In a recent interview with the Financial Times, Coca-Cola CEO Muhtar Kent said that the United States was less friendly to businesses than China.  According to him, the conditions in the world’s largest Communist country are preferable to those here.  Specifically, he cites their tax policy.

Let him move there.

For most of my life, I’ve had an addiction to Coca-Cola – specifically to Diet Coke (and, before that, Tab).  A few years ago, I managed to wean myself to flavored seltzers, so I’m not getting the caffeine fix.  I use the word “addiction” deliberately, because nothing would satisfy my thirst (or whatever word accurately describes that need) except that one specific product.  Forget Diet Pepsi.  Too minty.  Seven-Up, Sprite, Dr. Pepper – nothing else hit the spot.

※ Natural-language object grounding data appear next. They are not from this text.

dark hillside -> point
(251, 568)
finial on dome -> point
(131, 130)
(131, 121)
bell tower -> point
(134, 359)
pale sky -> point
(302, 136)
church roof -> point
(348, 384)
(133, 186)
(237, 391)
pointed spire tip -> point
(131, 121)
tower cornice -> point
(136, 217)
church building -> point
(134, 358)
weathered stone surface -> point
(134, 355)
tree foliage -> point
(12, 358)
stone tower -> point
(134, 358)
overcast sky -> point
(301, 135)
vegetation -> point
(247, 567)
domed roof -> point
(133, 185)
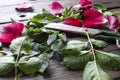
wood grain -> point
(56, 71)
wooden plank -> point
(56, 71)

It’s not surprising that I was hooked.  Caffeine is highly addictive (just ask me on a day when I missed my morning cup of coffee).  Cocaine, formerly an ingredient in Coke, is also addictive, and it makes sense that, when the law required them to change the formula, they’d look for something that worked the same way.  And sugar, especially high-fructose corn syrup, also delivers a buzz.

So when a man who makes his living peddling an addictive substance, one that serves no nutritional purpose, tells me he’s happier in China, I’m not surprised.  China has a totalitarian government, and whatever passes for a department of consumer affairs in their country lacks the teeth of ours.  Because of these more pro-business standards, they’ve killed people, including children and people with teeth.  They’ve even killed our pets.  These are those anti-business regulations that conservatives are so quick to oppose.

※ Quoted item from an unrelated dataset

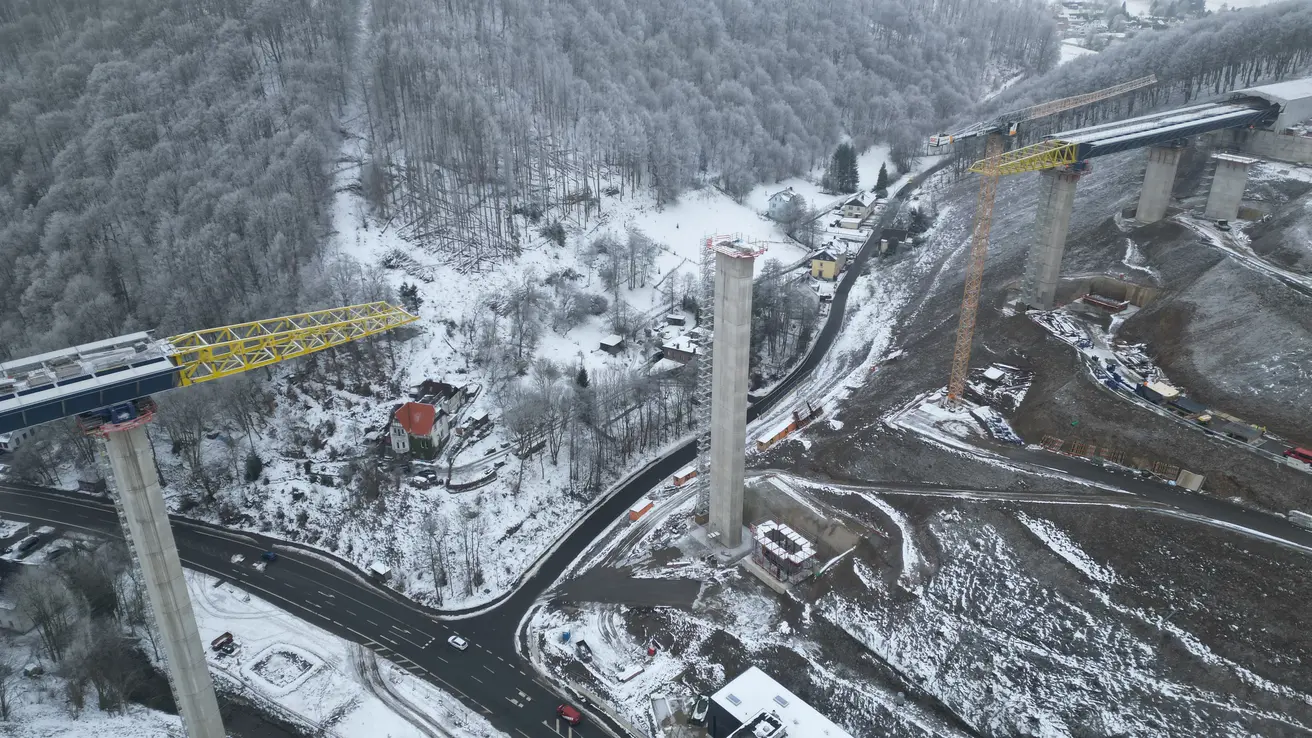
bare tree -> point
(92, 578)
(53, 608)
(9, 675)
(434, 533)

Maybe the taxes are lower in China.  You get what you pay for.

At the moment, I’m not so excited about using my tax dollars to support Coca Cola.  As Elizabeth Warren so eloquently put it, my tax dollars pay for the roads that allow Mr. Kant to deliver his addictive substances to stores.  My schools taught his drivers how to read traffic signs and follow a map (and, probably, how to drive).  The public airwaves allow him to pimp out his product to the largest possible audience.  

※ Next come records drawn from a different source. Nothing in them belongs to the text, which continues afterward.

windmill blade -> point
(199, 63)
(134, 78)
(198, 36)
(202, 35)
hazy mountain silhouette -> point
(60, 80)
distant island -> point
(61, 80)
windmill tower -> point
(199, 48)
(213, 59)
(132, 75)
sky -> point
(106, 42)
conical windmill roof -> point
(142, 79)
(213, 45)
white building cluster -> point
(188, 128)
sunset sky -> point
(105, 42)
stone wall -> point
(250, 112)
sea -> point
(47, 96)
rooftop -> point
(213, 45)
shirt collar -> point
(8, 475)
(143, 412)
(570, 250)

Can you imagine if a progressive person said something like, “Europe provides a much more supportive environment for labor?”  Or even if he said something about a Republican candidate to a spouse that may or may not have been a private joke?  You’d see letters in the newspaper for years, demanding the person leave.

I’d say let’s start a boycott, but I don’t use any Coke products anymore.  Minute Maid is crap.  New York City tap water is superior to any of their brands (and paid for with my tax dollars).  If you consume any of these products, I beg you to reconsider.  

Media Goddess Martha Thomases wanted to use Allan Sherman’s “Seltzer Boy” for the title of this column, but decided it was too obscure.